Hook for renewal a bunch of certificates using acme.sh

I have several certificates that are stored in a git repository. I would like to setup an auto-renewal of these certificates and automatically push them to the repo every 60 days. I issue my certificates like this:

for domain in $DOMAINS; do
  ./acme.sh --server letsencrypt --dns dns_cf --home $PROJECT_NAME --issue -d $domain -k ec-256 --preferred-chain "ISRG Root X1" --renew-hook /path/to/hook

  ./acme.sh --ecc --install-cert --home $PROJECT_NAME -d $domain --key-file /path/to/key-file --fullchain-file /path/to/fullchain-file
done

This is the cronjob that I use for the renewal.

0 0 * * * "$HOME/.acme.sh"/acme.sh --cron --home "$HOME/.acme.sh/$PROJECT_NAME" > /dev/null

Here I managed to find the description of a renew-hook that states that it is called when certs are successfully renewed. But the problem I've encountered is that the renew-hook is called for every certificate, which is not very convenient for me because I would like to wait until all the certs are renewed and then make a single commit.

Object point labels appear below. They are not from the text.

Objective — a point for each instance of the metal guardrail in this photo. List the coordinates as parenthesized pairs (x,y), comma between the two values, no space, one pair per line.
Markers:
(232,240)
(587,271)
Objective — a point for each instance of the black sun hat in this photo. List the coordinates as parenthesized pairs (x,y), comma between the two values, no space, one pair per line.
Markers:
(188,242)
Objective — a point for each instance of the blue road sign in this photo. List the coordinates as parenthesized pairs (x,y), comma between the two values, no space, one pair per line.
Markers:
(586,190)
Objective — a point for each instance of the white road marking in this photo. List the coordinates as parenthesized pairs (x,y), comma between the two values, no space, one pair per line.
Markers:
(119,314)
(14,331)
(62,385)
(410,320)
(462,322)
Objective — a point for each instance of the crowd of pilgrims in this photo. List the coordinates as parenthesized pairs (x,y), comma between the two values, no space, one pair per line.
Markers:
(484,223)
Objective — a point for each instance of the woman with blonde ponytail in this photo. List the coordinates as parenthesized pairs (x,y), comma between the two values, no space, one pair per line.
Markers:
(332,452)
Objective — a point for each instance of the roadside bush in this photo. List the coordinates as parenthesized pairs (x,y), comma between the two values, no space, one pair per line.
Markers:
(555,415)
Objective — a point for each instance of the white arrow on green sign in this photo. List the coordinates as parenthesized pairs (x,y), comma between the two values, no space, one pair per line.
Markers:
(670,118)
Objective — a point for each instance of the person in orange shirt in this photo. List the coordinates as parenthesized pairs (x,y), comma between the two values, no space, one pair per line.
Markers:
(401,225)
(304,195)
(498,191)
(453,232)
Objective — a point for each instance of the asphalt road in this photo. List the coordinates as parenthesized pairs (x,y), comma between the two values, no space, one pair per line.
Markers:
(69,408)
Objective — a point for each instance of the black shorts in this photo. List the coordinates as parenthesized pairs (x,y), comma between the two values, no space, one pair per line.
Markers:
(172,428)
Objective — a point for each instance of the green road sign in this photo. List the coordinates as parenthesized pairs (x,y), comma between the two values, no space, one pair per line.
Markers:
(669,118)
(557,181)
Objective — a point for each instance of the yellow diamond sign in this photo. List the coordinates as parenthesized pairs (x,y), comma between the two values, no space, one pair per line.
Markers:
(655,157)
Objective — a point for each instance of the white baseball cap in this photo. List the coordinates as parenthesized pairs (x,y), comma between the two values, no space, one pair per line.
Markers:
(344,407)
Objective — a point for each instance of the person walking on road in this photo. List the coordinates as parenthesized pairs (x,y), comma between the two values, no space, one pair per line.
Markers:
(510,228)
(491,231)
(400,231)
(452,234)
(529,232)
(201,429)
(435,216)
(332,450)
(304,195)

I, of course, can write a separate script that's not connected to acme and push the certificates to the repo without any acme hooks using cron, but it won't look nice and I think it's ideologically wrong.

I couldn't google a standard solution for this problem, could anyone please tell me what's the best way to do this?

Ideologically I'd consider pushing each cert to an actual secrets vault instead (Hashicorp vault, Azure Key Vault etc), then on the side of your consumer (webservers etc) doing a regular pull from the secrets vault.

The task of only pushing to git when all your certs are renewed would require a custom script that you would also have to maintain as you added more certs, it would simply go through they list and check they were all recently modified, then push. Note that if one renewal failed it would hold back the commit for all the certs.

You could alternatively push each cert upon renewal to a branch, then squash and merge that branch when your criteria has been met. It doesn't really smell like the right strategy overall though because it creates and artificial interdependency between the certs, and because certs (or more specifically private keys) generally shouldn't be committed to a source code repo.